Angelica Hinchman is a medical student at UQ (2017–present) with interest in orthopaedic surgery. She has a bachelor degree in chemistry from the University of Wisconsin Madison (2011–2014) and has assumed a number of biomedical research assistant roles both in the USA and in Australia.

Richard Williams is a senior lecturer and the theme leader in bioengineering at the RMIT School of Engineering.

Phong A. Tran (Ph.D., 2010, Brown University) is leading the Interface Science and Material Engineering group at Queensland University of Technology (Australia), focusing on material research for biomedical applications. His research has resulted in 50 refereed publications and more than 1000 citations. He has strong linkage with industrial and end-user partners, conducting translational research and developing technologies to address unmet biomedical needs. Two of the developed technologies have been taken up by medical device companies for production and commercialization. He is also passionate about teaching and is currently lecturing second year Physics and fourth year Biomaterials.

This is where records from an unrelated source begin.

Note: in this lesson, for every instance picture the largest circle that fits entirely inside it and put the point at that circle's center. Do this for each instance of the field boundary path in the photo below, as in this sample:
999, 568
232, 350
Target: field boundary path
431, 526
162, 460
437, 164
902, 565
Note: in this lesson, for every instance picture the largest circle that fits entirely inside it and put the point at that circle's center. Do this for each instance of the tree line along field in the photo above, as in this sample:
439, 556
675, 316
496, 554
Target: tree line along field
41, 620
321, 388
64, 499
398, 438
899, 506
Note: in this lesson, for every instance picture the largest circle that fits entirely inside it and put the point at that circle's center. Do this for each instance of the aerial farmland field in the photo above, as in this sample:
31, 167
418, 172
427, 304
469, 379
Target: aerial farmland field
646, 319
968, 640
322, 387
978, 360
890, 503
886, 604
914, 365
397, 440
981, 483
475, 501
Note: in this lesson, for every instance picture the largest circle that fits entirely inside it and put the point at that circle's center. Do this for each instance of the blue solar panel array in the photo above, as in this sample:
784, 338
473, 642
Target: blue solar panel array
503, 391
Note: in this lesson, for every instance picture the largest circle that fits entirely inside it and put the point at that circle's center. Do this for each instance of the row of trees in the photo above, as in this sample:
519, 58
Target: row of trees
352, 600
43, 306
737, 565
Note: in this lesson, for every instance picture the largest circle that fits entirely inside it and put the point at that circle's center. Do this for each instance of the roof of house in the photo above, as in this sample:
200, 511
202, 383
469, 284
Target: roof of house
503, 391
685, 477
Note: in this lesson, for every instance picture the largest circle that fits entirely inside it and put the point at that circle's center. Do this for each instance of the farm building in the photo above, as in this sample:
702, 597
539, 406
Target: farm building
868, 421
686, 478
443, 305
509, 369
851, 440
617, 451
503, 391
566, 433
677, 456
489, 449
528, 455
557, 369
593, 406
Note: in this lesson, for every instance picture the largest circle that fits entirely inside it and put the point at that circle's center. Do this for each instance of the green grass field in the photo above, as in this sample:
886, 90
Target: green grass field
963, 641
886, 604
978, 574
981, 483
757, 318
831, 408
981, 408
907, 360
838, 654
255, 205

Kate Fox is a senior lecturer at RMIT in the School of Engineering. Graduating from Flinders University, South Australia, with a degree in Biomedical Engineering, she went on to undertake a Ph.D. in Applied Science at the Ian Wark Research Institute. After graduating, she became a patent attorney but very quickly worked out that she was better suited in academia (billable hours and pant-suits are not as fun as they sound). She does not want to discourage one from this career path, but it did involve a lot of writing and working alone. Two items that were not in Kate’s top list of fun tasks. In 2010, she moved across the border to Melbourne, where she joined the University of Melbourne to work with medical bionics implants. She has been involved in two of the biggest medical bionics projects in Australia, the Bionic Eye and the Stentrode device, a device capable of directly interfacing with the brain. At present, she is working at RMIT University researching the application of additive manufacturing for orthopedic implant applications, in particular, the use of new and exciting materials such as diamond. 3D printing is an exciting technology, but at present, the current material options do not really provide the advances in medicine compared to the traditional subtractive options. While we can now make patient-specific, one size fits one, implants, they remain expensive. By bringing in new technologies and in particular new materials designed to work at the implant–bone interface, we have the opportunity to really improve patient outcomes.

 In her current role, Kate aims to inspire the next generation of engineers. Engineering is a very exciting career and it puts students at the interface of the newest technologies. When asked what is an engineer? The best definition she has is that “we exist to solve problems that are yet to exist.” Her advice to the next generation of women coming through

  1. Be nice to your colleagues, as you get more senior so do they.

  2. Network, network, network.

  3. There is nothing wrong with being the linking person who brings together research groups but make sure sometimes you push yourself to the front.

  4. Have fun and don’t worry about the small things. In the end they rarely matter.

  5. As an engineer you have a rare opportunity to make a difference, use it!